Résolution des problèmes liés aux certificats de serveur

Pour pouvoir charger un certificat vers IAM, vous devez vous assurer que le certificat, la clé privée et la chaîne de certificats sont tous codés PEM. Vous devez également vous assurer que la clé privée est non chiffrée. Voir les exemples suivantes.

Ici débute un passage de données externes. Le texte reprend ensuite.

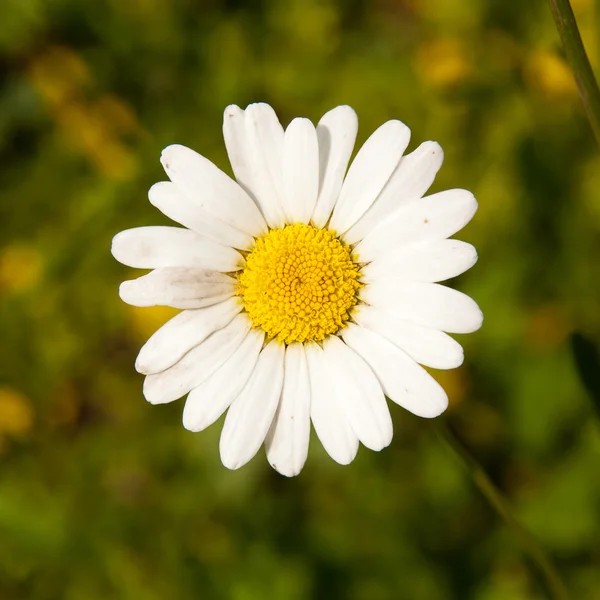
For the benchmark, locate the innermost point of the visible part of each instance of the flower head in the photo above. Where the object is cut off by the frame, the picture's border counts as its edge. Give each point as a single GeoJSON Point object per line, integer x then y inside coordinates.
{"type": "Point", "coordinates": [309, 289]}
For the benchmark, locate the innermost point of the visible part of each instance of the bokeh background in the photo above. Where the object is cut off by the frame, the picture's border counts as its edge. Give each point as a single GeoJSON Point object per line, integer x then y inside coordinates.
{"type": "Point", "coordinates": [104, 496]}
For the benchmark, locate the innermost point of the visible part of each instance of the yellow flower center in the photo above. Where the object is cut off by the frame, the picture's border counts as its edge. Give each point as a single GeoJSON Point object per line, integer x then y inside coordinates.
{"type": "Point", "coordinates": [299, 283]}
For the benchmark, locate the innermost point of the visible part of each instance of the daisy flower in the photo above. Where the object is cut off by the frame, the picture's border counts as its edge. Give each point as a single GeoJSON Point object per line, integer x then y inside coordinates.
{"type": "Point", "coordinates": [309, 289]}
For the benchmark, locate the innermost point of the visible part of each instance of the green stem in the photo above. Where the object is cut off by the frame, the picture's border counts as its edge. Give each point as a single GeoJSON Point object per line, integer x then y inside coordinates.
{"type": "Point", "coordinates": [493, 495]}
{"type": "Point", "coordinates": [584, 76]}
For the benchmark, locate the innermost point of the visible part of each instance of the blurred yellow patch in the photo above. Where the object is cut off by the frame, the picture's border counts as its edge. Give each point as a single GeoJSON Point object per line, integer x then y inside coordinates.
{"type": "Point", "coordinates": [58, 71]}
{"type": "Point", "coordinates": [547, 326]}
{"type": "Point", "coordinates": [16, 413]}
{"type": "Point", "coordinates": [145, 321]}
{"type": "Point", "coordinates": [21, 267]}
{"type": "Point", "coordinates": [443, 62]}
{"type": "Point", "coordinates": [550, 75]}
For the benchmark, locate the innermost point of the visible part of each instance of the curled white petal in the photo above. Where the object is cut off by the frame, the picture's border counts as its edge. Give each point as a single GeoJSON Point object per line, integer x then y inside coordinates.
{"type": "Point", "coordinates": [368, 173]}
{"type": "Point", "coordinates": [434, 217]}
{"type": "Point", "coordinates": [184, 331]}
{"type": "Point", "coordinates": [251, 413]}
{"type": "Point", "coordinates": [212, 190]}
{"type": "Point", "coordinates": [178, 287]}
{"type": "Point", "coordinates": [289, 435]}
{"type": "Point", "coordinates": [359, 394]}
{"type": "Point", "coordinates": [429, 347]}
{"type": "Point", "coordinates": [300, 171]}
{"type": "Point", "coordinates": [154, 247]}
{"type": "Point", "coordinates": [197, 365]}
{"type": "Point", "coordinates": [208, 401]}
{"type": "Point", "coordinates": [428, 304]}
{"type": "Point", "coordinates": [402, 379]}
{"type": "Point", "coordinates": [432, 261]}
{"type": "Point", "coordinates": [264, 140]}
{"type": "Point", "coordinates": [411, 179]}
{"type": "Point", "coordinates": [173, 203]}
{"type": "Point", "coordinates": [336, 133]}
{"type": "Point", "coordinates": [330, 423]}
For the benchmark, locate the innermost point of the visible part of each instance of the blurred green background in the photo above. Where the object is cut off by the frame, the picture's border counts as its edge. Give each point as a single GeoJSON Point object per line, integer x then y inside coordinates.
{"type": "Point", "coordinates": [104, 496]}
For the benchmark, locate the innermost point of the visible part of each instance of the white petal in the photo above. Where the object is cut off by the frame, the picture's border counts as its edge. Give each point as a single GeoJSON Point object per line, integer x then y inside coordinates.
{"type": "Point", "coordinates": [197, 365]}
{"type": "Point", "coordinates": [429, 347]}
{"type": "Point", "coordinates": [265, 141]}
{"type": "Point", "coordinates": [428, 304]}
{"type": "Point", "coordinates": [359, 394]}
{"type": "Point", "coordinates": [175, 205]}
{"type": "Point", "coordinates": [332, 427]}
{"type": "Point", "coordinates": [336, 133]}
{"type": "Point", "coordinates": [236, 142]}
{"type": "Point", "coordinates": [432, 261]}
{"type": "Point", "coordinates": [178, 287]}
{"type": "Point", "coordinates": [368, 173]}
{"type": "Point", "coordinates": [288, 437]}
{"type": "Point", "coordinates": [411, 179]}
{"type": "Point", "coordinates": [300, 171]}
{"type": "Point", "coordinates": [402, 379]}
{"type": "Point", "coordinates": [211, 189]}
{"type": "Point", "coordinates": [153, 247]}
{"type": "Point", "coordinates": [434, 217]}
{"type": "Point", "coordinates": [179, 335]}
{"type": "Point", "coordinates": [207, 402]}
{"type": "Point", "coordinates": [251, 414]}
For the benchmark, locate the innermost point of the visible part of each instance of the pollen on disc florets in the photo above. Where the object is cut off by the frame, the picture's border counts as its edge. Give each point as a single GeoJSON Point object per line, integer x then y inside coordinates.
{"type": "Point", "coordinates": [299, 283]}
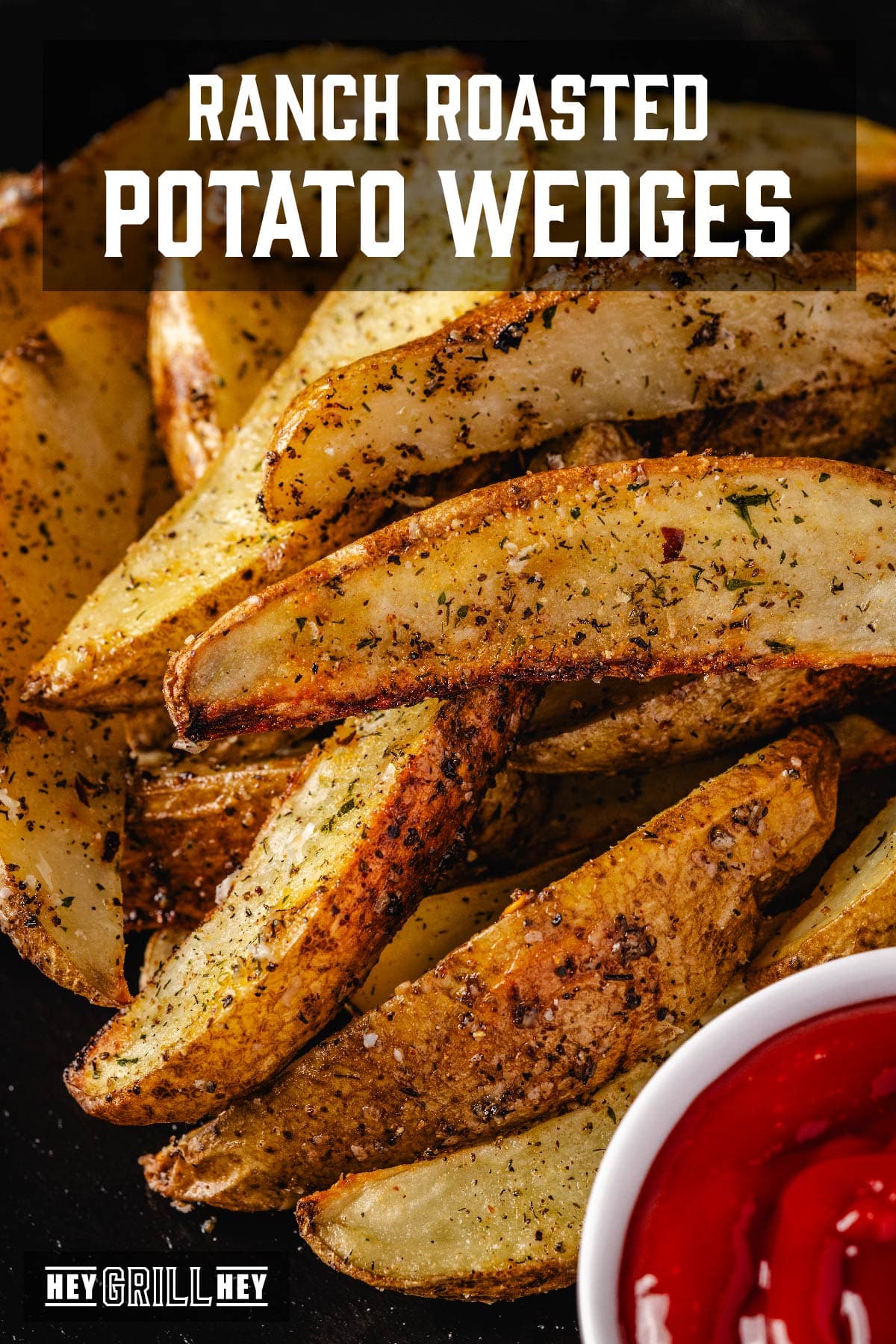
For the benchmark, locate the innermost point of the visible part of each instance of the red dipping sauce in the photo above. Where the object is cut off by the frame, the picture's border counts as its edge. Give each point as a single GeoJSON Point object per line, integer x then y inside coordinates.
{"type": "Point", "coordinates": [768, 1216]}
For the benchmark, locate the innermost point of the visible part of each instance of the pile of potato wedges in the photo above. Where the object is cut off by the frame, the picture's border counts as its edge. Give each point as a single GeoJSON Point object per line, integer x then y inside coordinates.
{"type": "Point", "coordinates": [455, 722]}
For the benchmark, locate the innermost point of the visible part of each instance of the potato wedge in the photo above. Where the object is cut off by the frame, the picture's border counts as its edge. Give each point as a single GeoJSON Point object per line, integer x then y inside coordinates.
{"type": "Point", "coordinates": [75, 435]}
{"type": "Point", "coordinates": [640, 569]}
{"type": "Point", "coordinates": [839, 423]}
{"type": "Point", "coordinates": [213, 351]}
{"type": "Point", "coordinates": [336, 868]}
{"type": "Point", "coordinates": [864, 745]}
{"type": "Point", "coordinates": [214, 547]}
{"type": "Point", "coordinates": [492, 1222]}
{"type": "Point", "coordinates": [190, 827]}
{"type": "Point", "coordinates": [159, 948]}
{"type": "Point", "coordinates": [447, 920]}
{"type": "Point", "coordinates": [187, 830]}
{"type": "Point", "coordinates": [852, 909]}
{"type": "Point", "coordinates": [539, 1009]}
{"type": "Point", "coordinates": [535, 364]}
{"type": "Point", "coordinates": [682, 719]}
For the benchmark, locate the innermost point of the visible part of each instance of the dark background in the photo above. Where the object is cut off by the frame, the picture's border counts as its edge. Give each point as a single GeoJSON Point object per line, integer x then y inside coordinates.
{"type": "Point", "coordinates": [72, 1187]}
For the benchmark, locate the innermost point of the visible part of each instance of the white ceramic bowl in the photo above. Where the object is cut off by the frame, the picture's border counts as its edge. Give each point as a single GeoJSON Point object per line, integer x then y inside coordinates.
{"type": "Point", "coordinates": [667, 1097]}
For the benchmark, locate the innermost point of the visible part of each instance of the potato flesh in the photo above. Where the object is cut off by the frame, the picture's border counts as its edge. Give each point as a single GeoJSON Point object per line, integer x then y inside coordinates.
{"type": "Point", "coordinates": [339, 865]}
{"type": "Point", "coordinates": [214, 547]}
{"type": "Point", "coordinates": [75, 432]}
{"type": "Point", "coordinates": [853, 906]}
{"type": "Point", "coordinates": [692, 719]}
{"type": "Point", "coordinates": [489, 1222]}
{"type": "Point", "coordinates": [640, 569]}
{"type": "Point", "coordinates": [415, 1075]}
{"type": "Point", "coordinates": [210, 355]}
{"type": "Point", "coordinates": [536, 364]}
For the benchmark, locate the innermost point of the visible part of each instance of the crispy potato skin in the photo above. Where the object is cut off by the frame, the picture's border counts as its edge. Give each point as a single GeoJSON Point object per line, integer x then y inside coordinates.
{"type": "Point", "coordinates": [187, 830]}
{"type": "Point", "coordinates": [531, 366]}
{"type": "Point", "coordinates": [323, 890]}
{"type": "Point", "coordinates": [534, 588]}
{"type": "Point", "coordinates": [689, 719]}
{"type": "Point", "coordinates": [539, 1009]}
{"type": "Point", "coordinates": [852, 909]}
{"type": "Point", "coordinates": [830, 423]}
{"type": "Point", "coordinates": [210, 355]}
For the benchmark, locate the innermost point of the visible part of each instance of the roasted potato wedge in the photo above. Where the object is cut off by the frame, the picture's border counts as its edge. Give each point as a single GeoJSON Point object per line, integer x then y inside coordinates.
{"type": "Point", "coordinates": [852, 909]}
{"type": "Point", "coordinates": [864, 745]}
{"type": "Point", "coordinates": [188, 830]}
{"type": "Point", "coordinates": [640, 569]}
{"type": "Point", "coordinates": [159, 948]}
{"type": "Point", "coordinates": [585, 977]}
{"type": "Point", "coordinates": [684, 719]}
{"type": "Point", "coordinates": [535, 364]}
{"type": "Point", "coordinates": [492, 1222]}
{"type": "Point", "coordinates": [497, 1221]}
{"type": "Point", "coordinates": [213, 351]}
{"type": "Point", "coordinates": [447, 920]}
{"type": "Point", "coordinates": [336, 868]}
{"type": "Point", "coordinates": [839, 423]}
{"type": "Point", "coordinates": [214, 547]}
{"type": "Point", "coordinates": [190, 827]}
{"type": "Point", "coordinates": [828, 156]}
{"type": "Point", "coordinates": [158, 139]}
{"type": "Point", "coordinates": [75, 435]}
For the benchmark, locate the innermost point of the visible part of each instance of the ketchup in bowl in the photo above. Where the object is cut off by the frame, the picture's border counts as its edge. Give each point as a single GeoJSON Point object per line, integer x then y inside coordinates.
{"type": "Point", "coordinates": [768, 1216]}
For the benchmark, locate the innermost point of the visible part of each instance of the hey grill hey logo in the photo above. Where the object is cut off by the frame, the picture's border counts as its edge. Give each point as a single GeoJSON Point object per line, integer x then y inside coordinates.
{"type": "Point", "coordinates": [161, 1292]}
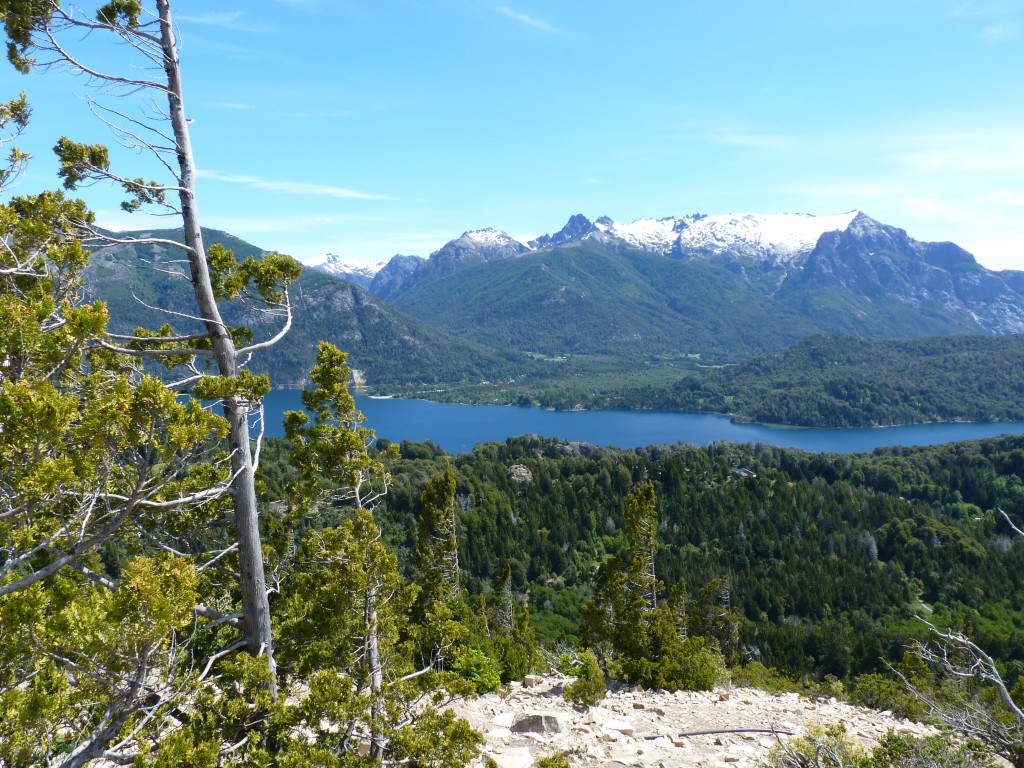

Exemple de certificat codé PEM
-----BEGIN CERTIFICATE-----
Base64-encoded certificate
-----END CERTIFICATE-----
Exemple Clé privée non chiffrée codée PEM
-----BEGIN RSA PRIVATE KEY-----
Base64-encoded private key
-----END RSA PRIVATE KEY-----
Exemple Chaîne de certificats codée PEM

Une chaîne de certificats contient un ou plusieurs certificats. Vous pouvez utiliser un éditeur de texte, la commande copy sous Windows ou la commande cat Linux pour concaténer vos fichiers de certificats dans une chaîne. Lorsque vous incluez plusieurs certificats, chacun d'entre eux doit approuver le certificat précédent. Vous pouvez effectuer cette opération en concaténant les certificats, y compris le certificat d'autorité de certification racine en dernier.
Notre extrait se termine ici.